Skills

About AI-SKILLS

The open ecosystem for distributing agent skills and plugins.

The problem

The agent ecosystem is fragmented. Skills live in one registry, plugins in another, and installing either requires jumping between CLIs that don't talk to each other. None of them truly fit how developers work.

We ran into this ourselves. Running --help on a subcommand shouldn't execute a destructive action — but it did, silently overwriting local modifications. Removing a skill for one agent left ghost copies in shared directories that other agents still read. SSH and GitLab sources broke on updates because the CLI naively appended folder paths to clone URLs. Plugin installation required a separate authenticated session and a proprietary backend that couldn't run offline.

These aren't edge cases — they're daily friction for anyone managing skills across a team or more than one coding agent.

The landscape

skills.sh / Vercel npx skills — the most popular skills-only CLI. Git-native for installation, but no plugin support, no unified manifest, and relies on a skills-lock.json that only tracks skills (not plugins or team configs). Discovery and metadata are coupled to the skills.sh backend.
skills.sh Platform CLI ai — extends skills.sh with plugin support, but requires login, a proprietary registry API for all non-git operations, and only installs plugins to Claude Code and Cursor. Can't work offline or against private infrastructure without their backend running.
aipack — a profile-based composition engine with a sync model. Different paradigm: you author “packs” with a pack.json manifest and sync them into harness-native configs. Powerful for complex setups, but not git-native distribution — packs are local artifacts, not published repos.
agentpkg — a bundle-first approach that compiles a .agentpkg.zip into platform-specific directory structures. Good for single-agent portability, but the zip-and-compile model doesn't support team collaboration, version tracking, or incremental updates.
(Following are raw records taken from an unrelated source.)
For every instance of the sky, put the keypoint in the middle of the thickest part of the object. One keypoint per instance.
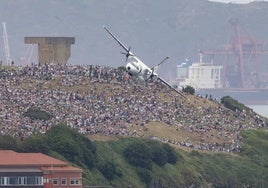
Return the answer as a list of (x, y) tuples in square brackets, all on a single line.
[(236, 1)]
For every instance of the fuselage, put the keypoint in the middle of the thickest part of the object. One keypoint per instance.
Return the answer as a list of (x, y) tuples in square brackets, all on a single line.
[(135, 67)]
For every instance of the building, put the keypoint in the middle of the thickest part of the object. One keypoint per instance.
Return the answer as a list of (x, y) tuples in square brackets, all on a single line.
[(200, 75), (36, 170), (55, 50)]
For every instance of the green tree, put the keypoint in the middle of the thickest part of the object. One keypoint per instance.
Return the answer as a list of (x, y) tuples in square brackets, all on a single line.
[(171, 154), (35, 143), (139, 154), (8, 142), (109, 170)]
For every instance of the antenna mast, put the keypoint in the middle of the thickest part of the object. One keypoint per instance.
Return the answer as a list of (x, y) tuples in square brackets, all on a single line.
[(8, 59)]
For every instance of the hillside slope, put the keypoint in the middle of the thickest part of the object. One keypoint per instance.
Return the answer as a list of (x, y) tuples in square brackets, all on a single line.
[(154, 30), (98, 100)]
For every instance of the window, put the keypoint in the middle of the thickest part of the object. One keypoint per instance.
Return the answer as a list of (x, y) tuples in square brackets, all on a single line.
[(75, 181), (63, 181), (55, 181)]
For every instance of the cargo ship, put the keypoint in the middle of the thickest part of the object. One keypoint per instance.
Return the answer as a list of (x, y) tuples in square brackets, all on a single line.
[(207, 79)]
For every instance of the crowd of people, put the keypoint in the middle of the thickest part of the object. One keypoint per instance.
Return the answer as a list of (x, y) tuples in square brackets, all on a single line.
[(105, 100)]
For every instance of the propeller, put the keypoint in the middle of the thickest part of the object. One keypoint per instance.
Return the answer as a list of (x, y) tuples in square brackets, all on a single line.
[(127, 53)]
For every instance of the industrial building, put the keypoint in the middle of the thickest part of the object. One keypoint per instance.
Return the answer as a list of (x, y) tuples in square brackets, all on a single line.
[(36, 170), (56, 50)]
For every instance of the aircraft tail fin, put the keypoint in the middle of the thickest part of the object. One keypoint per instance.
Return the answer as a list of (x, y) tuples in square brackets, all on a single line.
[(155, 68)]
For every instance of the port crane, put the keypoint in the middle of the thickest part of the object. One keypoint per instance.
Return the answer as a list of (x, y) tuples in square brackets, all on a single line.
[(241, 58)]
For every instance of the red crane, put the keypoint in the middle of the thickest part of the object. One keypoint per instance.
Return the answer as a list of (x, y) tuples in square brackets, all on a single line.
[(245, 50)]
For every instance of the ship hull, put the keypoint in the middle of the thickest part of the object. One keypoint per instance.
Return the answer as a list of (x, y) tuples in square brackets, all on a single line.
[(245, 96)]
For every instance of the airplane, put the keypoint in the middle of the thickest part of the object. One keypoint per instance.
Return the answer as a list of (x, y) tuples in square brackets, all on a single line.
[(135, 67)]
Each tool solves a real problem. None of them unify skills and plugins under a single, git-native, reproducible workflow that works across all agents without a proprietary backend.

Our approach

Where we are today

AI-SKILLS is young. Plugin installation currently supports Claude Code, Cursor, and Codex. Marketplace search is still in development. Our leaderboard data builds on top of the skills.sh API — we acknowledge standing on their shoulders.

What we're committed to: the ai-package.json format stays compatible, the CLI stays free, and the distribution model stays git-native. Everything else is iterating fast.